The new people were shocked. Then they were frightened. Then they were angry, and began to cast angry songs and thoughts at the ship and it’s crew. The sailors dropped their spears and held their heads, for the anger-songs were painful. They cried out and fell to the deck.
The Great Singers saw this and began a song of their own. Both sailors and new people were captured in it, and ceased their raging struggles. The Singers bore the new people away with them, and as they left the ship behind, cast a song-borne thought that it had all been a dream.
The new people swam with the Singers for many seasons after that. The Singers were uncertain that they had done the right thing, in giving such powerful voices to these unpredictable new beings, and their councils were divided over it. The new people, for their part, were shaken by their own abilities, and that their first reaching out to their land cousins should have had such disastrous results. They begged the Singers for guidance.
The Singers reluctantly gave it. They urged that the new people avoid the ships of the land dwellers, or if they could not, to not allow themselves to be seen, and never, ever to sing within the hearing of the land people. For their desires and emotions, combined with their powerful new voices, could cloud the minds of those who had no defence, and that was wrong.
The new people were sad, for they had hoped to establish trade and friendships with the land folk, but they saw the wisdom in the Singers’ advice and agreed to abide by it.

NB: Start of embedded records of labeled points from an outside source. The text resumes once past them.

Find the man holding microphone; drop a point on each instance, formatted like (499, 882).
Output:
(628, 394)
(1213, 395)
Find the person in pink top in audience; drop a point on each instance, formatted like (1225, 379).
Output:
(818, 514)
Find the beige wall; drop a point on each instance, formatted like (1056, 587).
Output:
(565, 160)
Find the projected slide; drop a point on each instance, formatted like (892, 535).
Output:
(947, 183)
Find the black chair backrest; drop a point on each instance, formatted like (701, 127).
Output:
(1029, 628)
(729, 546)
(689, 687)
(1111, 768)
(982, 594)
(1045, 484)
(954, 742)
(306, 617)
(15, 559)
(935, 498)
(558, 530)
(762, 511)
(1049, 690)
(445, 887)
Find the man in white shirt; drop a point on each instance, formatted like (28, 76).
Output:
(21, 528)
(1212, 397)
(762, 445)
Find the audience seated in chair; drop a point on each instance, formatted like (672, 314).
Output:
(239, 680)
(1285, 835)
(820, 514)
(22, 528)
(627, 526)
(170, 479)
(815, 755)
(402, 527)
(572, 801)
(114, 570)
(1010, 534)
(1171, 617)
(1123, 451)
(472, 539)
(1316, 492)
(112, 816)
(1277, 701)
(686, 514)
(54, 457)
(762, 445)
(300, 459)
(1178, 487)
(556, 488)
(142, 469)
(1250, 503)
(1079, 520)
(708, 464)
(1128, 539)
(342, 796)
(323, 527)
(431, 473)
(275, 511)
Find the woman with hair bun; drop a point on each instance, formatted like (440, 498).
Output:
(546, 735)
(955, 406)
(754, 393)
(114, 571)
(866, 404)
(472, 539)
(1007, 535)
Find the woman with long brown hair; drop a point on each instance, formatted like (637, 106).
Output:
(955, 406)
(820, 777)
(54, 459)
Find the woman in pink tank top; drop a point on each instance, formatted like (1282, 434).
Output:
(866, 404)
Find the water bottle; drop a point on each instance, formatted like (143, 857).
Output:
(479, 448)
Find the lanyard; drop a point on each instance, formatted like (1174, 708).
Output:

And we still do — for the most part. Sometimes we cannot help being glimpsed as we listen with longing to the songs drifting out from a ship, and if we cast a thought and a snatch of song behind us as we swim away, to not see, and forget, forget… well, sometimes it hits its mark and sometimes not. And that is why you sometimes see carvings of sea people at the heads of boats or paintings on their flanks; memories are strange things and will sometimes take on a life of their own.
What’s that, Gull? You saw a Great Singer once? Oh yes, that would have been when my sister, your Auntie, returned from her Healing. She learned many things on that journey. Yes, I know, Auntie’s a little strange… you’ve still got to go help her with her urchin garden, though – that’s enough stories for today!